Dünyada olan her şey bizde de olur, bizde olan da onda. O kadar derinden bağlıyız ki birbirimize. Kendi acımızı uyuşturmaya, duygularımızı bastırmaya devam ettiğimiz sürece, yangına körükle gidiyoruz. Biz kendi içimizdeki yangını söndürmeyi becerebildik mi ki, ormanlara uzansın kollarımız.
Kendi iç dünyamızın da etrafımızdakilerin de genel hali bu yanan ateş gibi değil miydi sahi? Öfkeni, kızgınlığını, kibrini, millete sataşmalarını, yakan ve yıkan ihtirasını görüyor musun yangında?
Evindir ateş. Yaşam merkezin. Nerede, nasıl yaşıyorsun? Kalbin nasıl? Peki fiziksel bedenin ve duygu/düşüncelerin? İşinde mutlu musun? Çevrenle, ailenle olan ilişkin ne alemde?
Orman yangını kontrol altına alınıp söndürülse de, içindeki yangınla ne yapcaksın? Asıl o çoktan alıp başını gitmiş. Bütün yaşam alanın yanıp kavruluyor. Bu dünyadaki evin, benliğin sarsılıyor. Uzaklara değil, içine bak. Çevrene.

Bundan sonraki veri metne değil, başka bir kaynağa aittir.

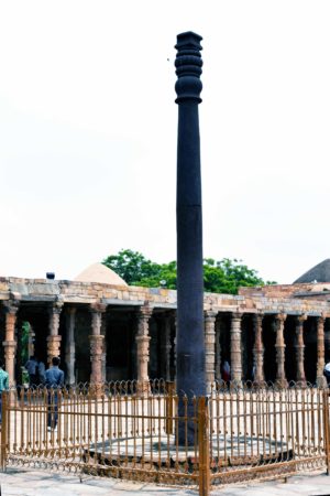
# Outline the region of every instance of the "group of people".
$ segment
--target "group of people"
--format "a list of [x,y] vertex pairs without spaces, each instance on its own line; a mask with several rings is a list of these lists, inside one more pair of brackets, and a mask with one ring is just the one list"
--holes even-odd
[[[42,364],[42,366],[41,366]],[[35,357],[30,357],[25,364],[29,374],[30,387],[43,385],[47,388],[47,429],[56,429],[58,419],[58,390],[64,386],[64,371],[59,368],[59,358],[52,358],[52,366],[45,370],[45,365],[37,362]],[[2,391],[9,389],[9,375],[4,370],[4,364],[0,360],[0,425],[2,413]]]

Yaşadığın ortama. En yakınındaki kişilerin gözlerinde gör kendini.
Ateş evine çağırıyor seni. Görevi arındırmak ve dönüştürmektir ateşin. Kendisi var olan en güçlü şifacılardan biridir. Denge dışı bir hareket gördü mü devreye giriverir.
Her şeyin bir olduğu bilinciyle, bu yangının hepimizde bir şeyler dönüştüreceğine yürekten inanıyorum. Yanarız. Soğuruz. Yenileniriz. Aynı bizim gibi, tıpkı doğadaki gibi. Küçücük ellerimle değiştiremeyeceğim şeylere öfkelenmektense, elimin uzandıklarına bakarım. Çaresizliğimin içinde otururum. Yasımı tutarım. Ateşin dinginliğe, biraz serinliğe ihtiyacı olduğunu bilirim. Az demlenirim. Sonra gün gelir devran döner, ateş söner. Ve biz çok daha güçlü bir şekilde küllerimizden doğarız. Aynı doğadaki gibi.